This is the key. Key to my room at the Morinouta resort at Jozankei Onsen. I only stayed a night – but that was enough to give me a quick insight into the understated and discreet ways of pampering and service that the Japanese have elevated to high art.
The Morinouta may seem like a big hotel but it is anything but impersonal. Small touches of whimsy give the hotel personality. With a forest theme running through the hotel, the carved wooden bunnies everywhere give the place an interesting touch and saves it from being just another faceless large hotel.
The lobby’s centrepiece is a soaring iron-work chimney set amid cushions and lush carpet. Small wooden bare feet indicate that we take our footwear off when we lounge around the hearth. In the stiff cold of winter, the fire in the hearth is welcome sight. A small nook behind the hearth supplies deep armchairs, reading material and your choice of music.
Interesting and cute though these touches are, what struck me most were the subtle, unobtrusive elements of service amid the mundane, like:
1) TWO types of toilet paper in the bathroom. Smooth and smoother. Er, my big Philistine butt could not tell the difference but the thought was much appreciated.
2 ) Disposable, sanitised insoles for the footwear for very clean people. We all had to leave our footwear in lockers provided on every floor and change into slippers for use throughout the hotel. This is typical of most ryokans – the many changes of footwear. But what was different this time was the thoughtfully provided packets of insoles – for those who prefer that fresh layer of cleanliness next to their pampered feet.
3) Birdsong in the corridors. Call it contrived or not, I thought it was part of the need to go the extra mile in setting the relaxation mood, fuelling the perception that you really ARE in a woodland setting – except with all the bells and whistles of a luxury spa. And in case you’re wondering how much attention is really paid to detail? The birdsong stops at night and resumes in the morning.
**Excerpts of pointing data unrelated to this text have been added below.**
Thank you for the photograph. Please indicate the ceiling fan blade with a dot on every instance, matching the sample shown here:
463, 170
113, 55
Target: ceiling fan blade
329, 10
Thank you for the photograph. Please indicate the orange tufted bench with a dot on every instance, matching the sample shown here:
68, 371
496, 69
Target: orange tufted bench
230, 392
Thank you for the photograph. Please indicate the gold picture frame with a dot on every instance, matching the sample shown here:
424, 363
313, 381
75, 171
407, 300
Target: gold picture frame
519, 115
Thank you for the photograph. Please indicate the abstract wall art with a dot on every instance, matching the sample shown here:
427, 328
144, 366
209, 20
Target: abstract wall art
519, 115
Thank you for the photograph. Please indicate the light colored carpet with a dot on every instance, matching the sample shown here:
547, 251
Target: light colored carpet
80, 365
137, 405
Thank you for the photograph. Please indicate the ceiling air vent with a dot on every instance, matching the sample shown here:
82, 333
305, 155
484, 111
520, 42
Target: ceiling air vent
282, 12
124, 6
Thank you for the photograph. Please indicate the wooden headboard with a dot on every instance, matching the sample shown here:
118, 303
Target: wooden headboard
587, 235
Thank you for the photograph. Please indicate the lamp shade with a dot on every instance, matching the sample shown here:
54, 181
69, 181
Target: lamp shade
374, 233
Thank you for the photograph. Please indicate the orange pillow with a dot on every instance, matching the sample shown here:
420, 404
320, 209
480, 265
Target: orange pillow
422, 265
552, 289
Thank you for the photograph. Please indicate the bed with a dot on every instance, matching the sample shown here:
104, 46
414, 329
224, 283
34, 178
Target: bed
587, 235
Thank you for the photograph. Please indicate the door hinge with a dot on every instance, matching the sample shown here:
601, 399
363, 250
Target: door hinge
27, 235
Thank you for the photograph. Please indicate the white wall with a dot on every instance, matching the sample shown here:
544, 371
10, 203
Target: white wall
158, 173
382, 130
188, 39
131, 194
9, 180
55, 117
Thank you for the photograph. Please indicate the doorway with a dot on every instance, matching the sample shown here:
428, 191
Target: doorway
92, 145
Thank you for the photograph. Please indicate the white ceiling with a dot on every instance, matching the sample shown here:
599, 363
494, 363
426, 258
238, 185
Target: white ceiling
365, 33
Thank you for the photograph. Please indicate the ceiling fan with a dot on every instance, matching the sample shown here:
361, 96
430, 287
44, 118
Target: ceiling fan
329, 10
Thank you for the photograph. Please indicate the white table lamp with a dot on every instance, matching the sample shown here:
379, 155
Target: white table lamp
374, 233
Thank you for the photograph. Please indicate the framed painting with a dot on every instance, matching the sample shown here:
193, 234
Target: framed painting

It’s these thoughtful touches that make the difference. Good service need not always be in the grand gestures. But when a hotel provides an environment of service so discreet that the guest barely notices it, that’s when the immersive escape becomes complete, that is truly great service.
Big brand name western hotels have a leaf to pick from the book of service rules written by the traditional Japanese ryokan. Mori-no-uta is an extension of the discreet hospitality offered by the traditional inn. Its current incarnation may be the high-end luxury spa retreat, but it still abides by the same hospitality rules written a long time ago by ryokan culture – to make the guest feel like this is home, for service to be so seamless you take it for granted.
At Mori-no-uta, the rooms are very generously sized. For those used to the perception of travelling in shoebox size Japanese business hotels where there’s barely room to swing a cat, the rooms here are so huge you can probably fit four to five shoebox rooms in one.
I actually wish I had more time to spend in my room (left) which was huge even by standard western hotel room comparisons, probably more like a suite than a room.
All that space, all to myself!
For someone used to sharing space with a large family, this was a luxury – although out of sheer habit, I found myself thinking about where the kids could bunk in. I think the best room for a large group or family is probably the ‘cottage’, a double-storey loft-style room which Richard was allocated to. Enough beds in the loft area and in the sitting area for at least five to six people. It even came with its own outdoor onsen!
I think I would have just died and gone to heaven to have a room like this but Richard said it was too cold to bathe out there. Ack, what a waste!
Luckily for me though, I had my own in-room spa experience with the hot stone spa that came with it. This is not standard feature in every room, but certain rooms have ‘themes’ and this was one of them.
Looks uncomfortable right? (below, right) but looks are deceiving. Maybe the hermits in cave sleeping on stone had something right after all. I tried a short nap, which quickly turned into more than an hour of blissful sleep as the heat from the stone seeped into my bones.
Just put on the robe, set the heat – 40deg is about the max you can go. Then just lie back and relax. Put a CD on from the selection thoughtfully provided and just doze.
Thankfully all this was after a great dinner and a couple of hours at the onsen. Mori-no-uta has indoor and outdoor onsens and as usual, I was game for both.
The outdoor one was magical. I had the pool to myself. Steam rose from the hot pool of water giving off a surreal mystical air. Sitting there with outdoor temperatures of -9deg, body immersed in 40deg water, with snowflakes lightly falling on your damp face and hair is a sensual beautiful experience no one should miss. Looking up, there is nothing but a black night sky. This is the key to the beauty of onsens in the snow and in the cold and certainly one of my favourite onsen experiences.
Warm and toasty after the onsen, the finishing touch to the night was to toast marshmallows at the central hearth in the lobby.
This was one advice I chose to ignore (top left)! Quirky signs in fractured English – one of the joys of traveling in Japan. You never know what you might find.
I could spend days holing up in the Mori-no-uta but a night at Mori-no-uta does not come cheap with prices averaging upwards of 25,000yen per person per night. But if an understated top-class onsen-spa splurge is what you’re looking for, this is a good place to start.